= Jeffrey Pinsler =

Singapore academic

Jeffrey Pinsler SC PBM is a Singaporean legal academic and lawyer. He was appointed an emeritus Professor at the National University of Singapore's Faculty of Law in May 2022, having previously served as the Geoffrey Bartholomew Professor of Law and Senior Professorial Fellow of the Singapore Institute of Legal Education. In his time at NUS, Pinsler has served as Vice Dean, Chair of the Faculty Search Committee and was also a member of the university's Board of Discipline. In August 2022, he concurrently took on an appointment as a consultant at Drew & Napier.

== Education and academic career ==
Pinsler graduated from the University of Liverpool and started out his legal career as a lawyer in Drew and Napier from 1981 to 1985 in the field of admiralty under Mr GP Selvam. He subsequently joined the faculty of the National University of Singapore's Faculty of Law in 1986, where he has remained ever since. Pinsler also holds an LLM from the University of Cambridge.

== Professional recognition ==
Pinsler is "regarded as the leading authority in evidence, procedure, and ethics and professional responsibility". He has produced 16 major works and multiple articles in his capacity as writer and/or general editor, many of which are essential references by practitioners and regularly relied on by the Singapore Courts, and he has been cited in over 600 judgements.

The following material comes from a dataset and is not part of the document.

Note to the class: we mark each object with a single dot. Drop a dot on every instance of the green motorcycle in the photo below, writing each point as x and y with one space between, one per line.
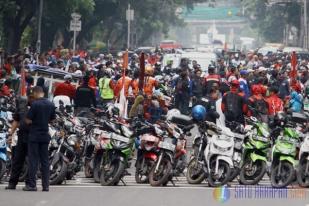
284 158
117 153
255 149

In 2004, Pinsler was awarded the LL.D. by his alma mater, the University of Liverpool, in recognition of his "supreme academic distinction in law".

== Awards ==
Pinsler was appointed Senior Counsel in 2008, and is one of the few Senior Counsel in academia in Singapore. He also received the Academy Publishing Award in 2018.

Pinsler received the Public Service Medal in 2006 and was also awarded the NUS Law Long Service Award in 2015 and 2020.

== Personal life ==
Pinsler is married to Leena, a consultant with Drew & Napier LLC.